Under Sprague’s mentorship, Brown wrote about the familiar- animals, vehicles, bedtime rituals, the sounds of city and country—testing her stories on classrooms of young children. It was important not to talk down to them, she realized, and yet still to speak to them in their own language. Margaret would spend days researching subjects, picking daisies, cloud gazing, and observing nature, all in an effort to precisely capture a child’s sense of awe and wonder as they discovered the world.
Clever, quirky, and incredibly talented, Margaret embraced life with passion, lived extravagantly off of her royalties, went on rabbit hunts, and carried on long and troubled love affairs with both men and women. Among them were two great loves in Margaret’s life. The first was poet and playwright Blanche Oelrichs, who went by the stage name of Michael Strange and was the ex-wife of John Barrymore. The two had a tempestuous and secret relationship, moving into apartments next door to one another and living on and off as a couple through most of the 1940s.

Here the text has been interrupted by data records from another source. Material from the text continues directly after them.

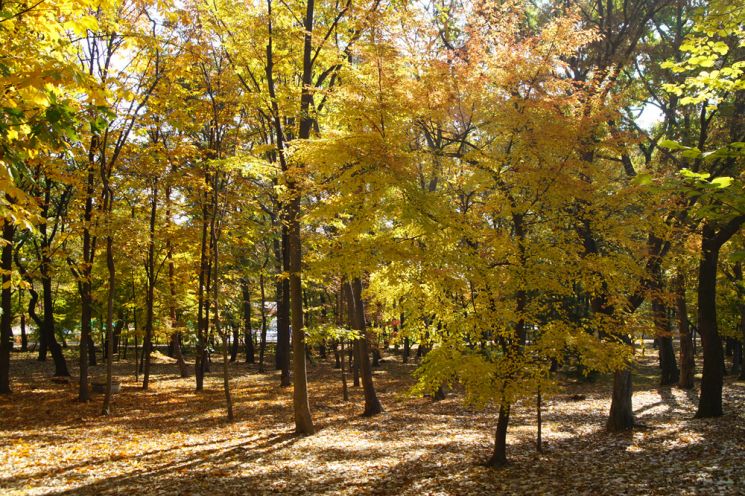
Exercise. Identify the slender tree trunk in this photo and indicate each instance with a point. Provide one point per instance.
(216, 313)
(710, 401)
(344, 388)
(499, 456)
(262, 344)
(669, 372)
(150, 294)
(250, 352)
(199, 365)
(621, 416)
(173, 314)
(687, 362)
(6, 332)
(283, 315)
(356, 311)
(106, 410)
(742, 341)
(24, 337)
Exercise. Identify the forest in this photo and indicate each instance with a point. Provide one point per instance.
(372, 246)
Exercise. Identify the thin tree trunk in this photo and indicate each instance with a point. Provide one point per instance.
(173, 314)
(344, 388)
(710, 401)
(262, 344)
(356, 312)
(687, 362)
(150, 294)
(24, 337)
(499, 456)
(106, 410)
(621, 416)
(250, 352)
(6, 333)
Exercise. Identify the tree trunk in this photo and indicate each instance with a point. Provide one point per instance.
(6, 332)
(687, 362)
(24, 337)
(250, 352)
(499, 456)
(357, 319)
(150, 290)
(283, 315)
(106, 410)
(710, 401)
(303, 420)
(199, 361)
(621, 416)
(344, 388)
(262, 344)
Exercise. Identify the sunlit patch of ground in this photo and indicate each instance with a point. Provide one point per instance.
(172, 440)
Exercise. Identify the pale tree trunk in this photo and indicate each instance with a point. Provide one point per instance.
(356, 312)
(173, 314)
(6, 333)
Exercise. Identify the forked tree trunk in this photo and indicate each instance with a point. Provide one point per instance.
(262, 343)
(687, 362)
(669, 372)
(150, 290)
(357, 319)
(710, 400)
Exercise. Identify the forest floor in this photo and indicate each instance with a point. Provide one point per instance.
(172, 440)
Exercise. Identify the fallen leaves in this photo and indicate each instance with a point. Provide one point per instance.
(176, 441)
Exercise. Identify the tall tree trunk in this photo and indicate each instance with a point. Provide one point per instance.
(84, 284)
(216, 312)
(262, 344)
(499, 456)
(24, 337)
(303, 420)
(199, 365)
(687, 362)
(669, 372)
(710, 401)
(106, 410)
(356, 312)
(621, 416)
(250, 352)
(6, 332)
(150, 290)
(283, 315)
(173, 314)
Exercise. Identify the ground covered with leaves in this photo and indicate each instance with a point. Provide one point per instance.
(172, 440)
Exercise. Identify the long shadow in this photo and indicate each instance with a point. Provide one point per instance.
(163, 473)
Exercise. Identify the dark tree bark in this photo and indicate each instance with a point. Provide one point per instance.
(173, 313)
(24, 337)
(151, 278)
(6, 333)
(283, 315)
(202, 310)
(621, 416)
(499, 456)
(356, 310)
(687, 362)
(712, 378)
(669, 372)
(262, 343)
(250, 352)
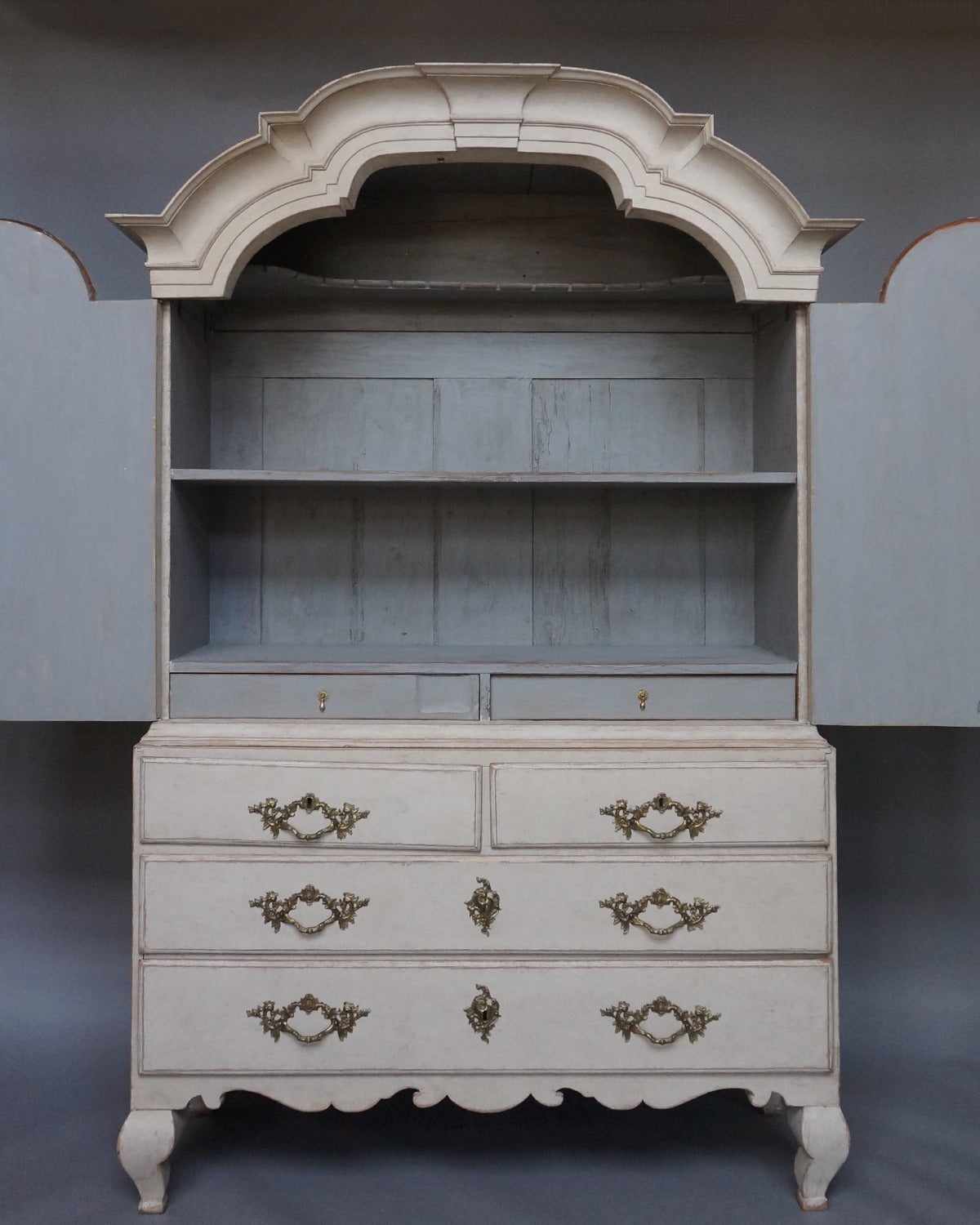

After the dissolution of their relationship and Michael’s death of leukemia in 1950, Margaret became engaged to a younger man, James Stillman Rockefeller Jr., the handsome great-nephew of J.D. Rockefeller and a Carnegie. But before they could marry Margaret died unexpectedly after successful surgery for appendicitis when she unknowingly dislodged a blood clot in her leg, which traveled to her brain and killed her within hours.
Brown left behind a cache of unpublished work and a timeless collection of books that would go on become classics in children’s literature.
In The Great Green Room, author Amy Gary captures the eccentric and exceptional life of Margaret Wise Brown, and drawing on newly-discovered personal letters and diaries, reveals an intimate portrait of a creative genius whose unrivaled talent breathed new life in to the literary world.